22. Settlement of Promissory Notes Receivable

 

On March 19, 2018, the Company entered into a non-binding letter of intent (the “Letter of Intent”) to acquire Say Media, a media and publishing technology company. Pursuant to the Letter of Intent, Maven loaned Say Media $1,000,000 under a secured promissory note dated March 26, 2018 payable on the six month anniversary of the earlier of (i) the termination of the Letter of Intent, or (ii) if Maven and Say Media should execute a definitive agreement (as defined in the Letter of Intent), the termination of the definitive agreement (such date, the “Maturity Date”). Pursuant to the secured promissory note, interest accrues at a rate of 5% per annum, with all accrued and unpaid interest payable on the Maturity Date, with prepayment permitted at any time without premium or penalty.

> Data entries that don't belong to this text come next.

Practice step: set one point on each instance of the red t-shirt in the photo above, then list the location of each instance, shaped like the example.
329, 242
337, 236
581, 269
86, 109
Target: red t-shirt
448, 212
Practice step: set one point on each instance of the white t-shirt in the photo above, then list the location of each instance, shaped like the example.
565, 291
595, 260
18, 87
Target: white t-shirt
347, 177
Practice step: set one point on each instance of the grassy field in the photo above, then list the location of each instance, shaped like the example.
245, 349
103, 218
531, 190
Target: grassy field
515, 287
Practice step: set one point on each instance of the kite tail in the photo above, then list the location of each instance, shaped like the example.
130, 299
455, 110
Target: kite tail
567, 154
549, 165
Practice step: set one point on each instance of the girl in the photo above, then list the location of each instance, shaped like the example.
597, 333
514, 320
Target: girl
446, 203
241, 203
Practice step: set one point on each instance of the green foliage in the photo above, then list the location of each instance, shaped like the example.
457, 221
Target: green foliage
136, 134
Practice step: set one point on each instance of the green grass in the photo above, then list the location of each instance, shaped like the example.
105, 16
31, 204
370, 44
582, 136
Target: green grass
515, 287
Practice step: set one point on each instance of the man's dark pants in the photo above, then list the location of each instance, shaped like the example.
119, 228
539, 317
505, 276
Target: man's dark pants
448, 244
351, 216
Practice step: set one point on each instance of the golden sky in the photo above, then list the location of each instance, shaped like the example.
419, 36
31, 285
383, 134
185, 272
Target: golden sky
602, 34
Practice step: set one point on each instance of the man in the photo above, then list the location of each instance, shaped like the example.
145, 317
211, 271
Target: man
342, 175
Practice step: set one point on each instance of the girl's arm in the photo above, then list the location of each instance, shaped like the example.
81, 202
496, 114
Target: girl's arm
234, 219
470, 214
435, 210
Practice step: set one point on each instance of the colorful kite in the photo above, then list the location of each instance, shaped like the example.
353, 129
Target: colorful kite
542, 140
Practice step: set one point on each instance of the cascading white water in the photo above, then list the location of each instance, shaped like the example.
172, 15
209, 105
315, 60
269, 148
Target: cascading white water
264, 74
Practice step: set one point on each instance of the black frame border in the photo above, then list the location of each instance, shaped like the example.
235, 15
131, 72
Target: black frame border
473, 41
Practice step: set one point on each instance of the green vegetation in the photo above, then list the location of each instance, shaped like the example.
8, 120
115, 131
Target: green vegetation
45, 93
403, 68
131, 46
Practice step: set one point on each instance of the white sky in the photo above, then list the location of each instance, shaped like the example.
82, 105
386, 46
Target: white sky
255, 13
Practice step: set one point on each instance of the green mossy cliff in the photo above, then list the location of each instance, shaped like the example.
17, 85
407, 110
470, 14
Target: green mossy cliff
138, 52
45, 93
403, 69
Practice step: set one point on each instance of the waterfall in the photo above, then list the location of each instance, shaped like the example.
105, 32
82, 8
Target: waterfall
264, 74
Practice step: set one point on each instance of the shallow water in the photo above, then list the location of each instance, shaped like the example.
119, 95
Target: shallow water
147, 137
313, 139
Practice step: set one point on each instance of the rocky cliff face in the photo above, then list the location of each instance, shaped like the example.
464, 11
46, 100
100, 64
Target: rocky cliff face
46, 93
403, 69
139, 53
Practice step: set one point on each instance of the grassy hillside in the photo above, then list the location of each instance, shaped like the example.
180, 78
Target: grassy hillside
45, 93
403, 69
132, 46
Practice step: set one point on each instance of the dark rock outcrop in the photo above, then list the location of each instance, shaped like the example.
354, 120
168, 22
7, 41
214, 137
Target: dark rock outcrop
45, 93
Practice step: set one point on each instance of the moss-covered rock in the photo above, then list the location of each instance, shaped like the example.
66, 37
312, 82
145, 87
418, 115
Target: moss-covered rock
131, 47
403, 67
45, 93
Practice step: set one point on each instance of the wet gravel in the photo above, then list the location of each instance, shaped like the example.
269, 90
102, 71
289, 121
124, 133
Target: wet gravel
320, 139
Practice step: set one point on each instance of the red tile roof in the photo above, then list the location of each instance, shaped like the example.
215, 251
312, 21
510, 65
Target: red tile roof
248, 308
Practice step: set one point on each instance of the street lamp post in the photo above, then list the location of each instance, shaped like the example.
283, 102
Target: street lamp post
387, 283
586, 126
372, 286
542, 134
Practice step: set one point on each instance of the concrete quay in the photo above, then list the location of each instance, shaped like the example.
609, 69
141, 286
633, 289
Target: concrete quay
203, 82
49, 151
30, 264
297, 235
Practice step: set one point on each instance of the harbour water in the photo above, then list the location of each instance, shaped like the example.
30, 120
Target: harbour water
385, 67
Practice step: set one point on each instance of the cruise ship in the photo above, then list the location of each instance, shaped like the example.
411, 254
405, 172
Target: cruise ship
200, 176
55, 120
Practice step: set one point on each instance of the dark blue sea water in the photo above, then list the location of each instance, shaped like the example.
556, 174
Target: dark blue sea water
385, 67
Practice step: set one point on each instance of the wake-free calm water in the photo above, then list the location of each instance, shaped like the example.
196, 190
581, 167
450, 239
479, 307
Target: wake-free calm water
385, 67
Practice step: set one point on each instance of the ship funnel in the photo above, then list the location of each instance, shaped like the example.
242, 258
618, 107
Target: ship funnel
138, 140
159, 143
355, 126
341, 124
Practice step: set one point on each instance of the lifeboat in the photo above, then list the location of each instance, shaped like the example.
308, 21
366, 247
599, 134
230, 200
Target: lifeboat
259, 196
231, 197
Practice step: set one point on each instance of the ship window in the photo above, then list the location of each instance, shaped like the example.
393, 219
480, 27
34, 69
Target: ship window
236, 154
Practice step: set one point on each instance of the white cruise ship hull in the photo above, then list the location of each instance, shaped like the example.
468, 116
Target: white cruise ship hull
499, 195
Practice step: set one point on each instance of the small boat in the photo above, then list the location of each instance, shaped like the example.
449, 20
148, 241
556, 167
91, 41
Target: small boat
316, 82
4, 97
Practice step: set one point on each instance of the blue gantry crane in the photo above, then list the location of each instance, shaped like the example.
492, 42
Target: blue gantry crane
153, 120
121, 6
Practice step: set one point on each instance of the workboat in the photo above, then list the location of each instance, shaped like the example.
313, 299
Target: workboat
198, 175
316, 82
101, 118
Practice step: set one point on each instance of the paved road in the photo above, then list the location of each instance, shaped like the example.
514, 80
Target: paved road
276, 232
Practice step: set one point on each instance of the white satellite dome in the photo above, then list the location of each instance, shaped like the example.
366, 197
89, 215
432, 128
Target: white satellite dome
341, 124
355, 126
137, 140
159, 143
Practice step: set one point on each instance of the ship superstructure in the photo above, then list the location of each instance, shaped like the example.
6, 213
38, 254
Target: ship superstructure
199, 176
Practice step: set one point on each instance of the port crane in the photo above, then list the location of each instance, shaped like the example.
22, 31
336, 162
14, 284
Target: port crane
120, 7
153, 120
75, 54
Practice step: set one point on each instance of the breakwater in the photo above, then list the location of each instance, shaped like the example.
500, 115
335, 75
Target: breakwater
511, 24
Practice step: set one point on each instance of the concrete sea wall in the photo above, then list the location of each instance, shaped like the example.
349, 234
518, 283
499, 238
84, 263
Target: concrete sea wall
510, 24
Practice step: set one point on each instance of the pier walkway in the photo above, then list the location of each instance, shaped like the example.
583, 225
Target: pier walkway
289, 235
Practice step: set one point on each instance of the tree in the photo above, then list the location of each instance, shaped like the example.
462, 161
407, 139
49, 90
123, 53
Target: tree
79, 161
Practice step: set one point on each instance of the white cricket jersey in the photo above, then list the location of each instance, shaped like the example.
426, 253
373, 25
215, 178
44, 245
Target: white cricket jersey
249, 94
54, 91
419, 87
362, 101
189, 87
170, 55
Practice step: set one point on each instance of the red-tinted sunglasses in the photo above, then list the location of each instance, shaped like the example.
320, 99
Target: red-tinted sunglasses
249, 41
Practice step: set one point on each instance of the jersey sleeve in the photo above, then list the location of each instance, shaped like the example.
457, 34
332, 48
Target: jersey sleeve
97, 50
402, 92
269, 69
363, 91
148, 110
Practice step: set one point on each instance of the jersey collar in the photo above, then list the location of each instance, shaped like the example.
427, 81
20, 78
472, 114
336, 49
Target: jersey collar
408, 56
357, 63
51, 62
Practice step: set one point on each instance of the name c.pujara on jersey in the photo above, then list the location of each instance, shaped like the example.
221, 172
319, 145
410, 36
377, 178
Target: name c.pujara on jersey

In the event of default, interest would accrue at a rate of 10%.

 

Additional promissory notes were issued as follows: (1) on July 23, 2018, a secured promissory note in the principal amount of $250,000, with the Maturity Date and interest terms as set forth above; (2) on August 21, 2018, a senior secured promissory note in the principal amount of $322,363, due and payable on February 21, 2019, with interest terms as set forth above; (3) on November 30, 2018, a senior secured promissory note in the principal amount of $4,322,166, due and payable on or before the first business day following the earlier of (i) the consummation of the Closing, as defined under the Say Media Merger Agreements, and (ii) February 21, 2019, with interest terms as outlined above. As of December 12, 2018, the aggregate outstanding principal amounts totaled $5,894,529, with respect to the foregoing promissory notes.

 

On December 12, 2018, pursuant to the Say Media Merger Agreements entered into on October 12, 2018 and amended on October 17, 2018, the Company settled the promissory notes receivable by effectively forgiving $3,366,031 of the balance due at closing as reflected on the consolidated statements of operations. The remainder of the outstanding principal amounts of the promissory notes consisting of $2,078,498, advanced for payments owed in connection with the closing of the Say Media Merger, and $450,000, advanced for acquisition-related legal fees of Say Media, were reflected as part of the purchase price.